Shai auf dem Anti-Schwerkraft-Laufgerät, Foto: ADI Negev-Nahalat Eran

Die Analyse: ADI als Spiegel Israels

Was ADI in diesen Wochen leistete, war außergewöhnlich – und doch für die Menschen in Israel selbstverständlich, denn so und nicht anders musste es sein. Mitarbeitende machten Überstunden, sprangen füreinander ein, fanden kreative Lösungen, um auch unter Dauerbelastung Menschlichkeit und Qualität zu bewahren.

ADI Negev-Nahalat Eran erwies sich als ein Ort, an dem Solidarität nicht propagiert, sondern gelebt wird – Tag für Tag, in jedem Therapieraum, auf jedem Flur, bei jedem Schritt zurück ins Leben. Ein Mikrokosmos dessen, was Israel im Kern ausmacht.

Die Lehre: Jeder Schritt zählt

Der Waffenstillstand bringt Ruhe, aber nicht das Ende der Herausforderungen. Die Aufnahme zusätzlicher Patienten während der Krise, die emotionale und fachliche Begleitung unter Extrembedingungen und das Aufrechterhalten einer sicheren, fördernden Umgebung für die Schwächsten der Gesellschaft – all das brachte das Dorf an seine Grenzen und hinterließ finanzielle Spuren, die noch heute spürbar sind.

Doch genau diese Grenzen zu überwinden, hat sich als das erwiesen, was ADI – und Israel – im Innersten antreibt. Jeder Schritt zählt – für Shai, für alle Bewohner und Patienten, für die Gesellschaft als Ganzes.
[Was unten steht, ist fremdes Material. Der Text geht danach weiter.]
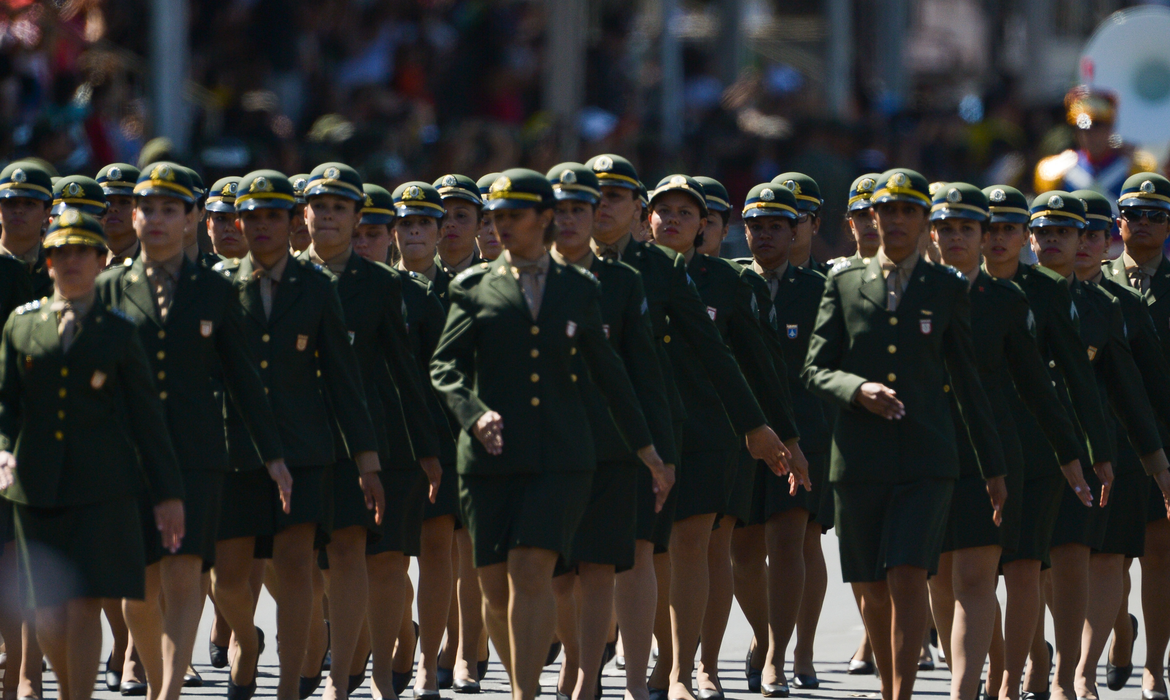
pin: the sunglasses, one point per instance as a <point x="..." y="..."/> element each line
<point x="1135" y="215"/>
Diese Verhaltensstudie aus Krisenzeiten zeigt: Wahre Stärke erweist sich nicht darin, wie man siegt – sondern darin, wie man anderen hilft zu heilen.

Helfen Sie uns dabei.
Mehr Informationen und Spendenmöglichkeit: https://adi-il.de/

Über ADI Negev-Nahalat Eran

ADI Negev-Nahalat Eran wurde 2005 vom Generalmajor a.D. und heutigem Vorsitzendem der Jewish Agency Doron Almog gegründet – aus der tiefen Überzeugung heraus, dass auch Menschen mit schwersten Behinderungen ein Leben in Würde, Gemeinschaft und Entwicklung verdient haben. Inspiriert von seinem Sohn Eran, der mit schwersten körperlichen und kognitiven Behinderungen geboren wurde, schuf Doron Almog ein ganzheitliches Rehabilitationsdorf, das heute als international anerkanntes Modell für Inklusion, medizinische Innovation und gesellschaftlichen Zusammenhalt gilt.

Das Dorf im Süden Israels bietet umfassende, interdisziplinäre Pflege und Förderung für Menschen mit schweren körperlichen und kognitiven Beeinträchtigungen – vom Kleinkind bis ins hohe Alter. Es hat Wohnanlagen für Menschen mit schweren Behinderungen, acht integrative Kindergärten, eine staatlich anerkannte Förderschule, tiergestützte Therapiebereiche, einen hydrotherapeutischen Reha-Pool und das Kaylie Rehabilitation Medical Center, das einzige Rehabilitationskrankenhaus im Süden Israels.

ADI Negev-Nahalat Eran steht Menschen aller Religionen und Hintergründe offen und ist ein lebendiges Zeugnis dafür, was möglich ist, wenn Humanität, Expertise und Vision aufeinandertreffen.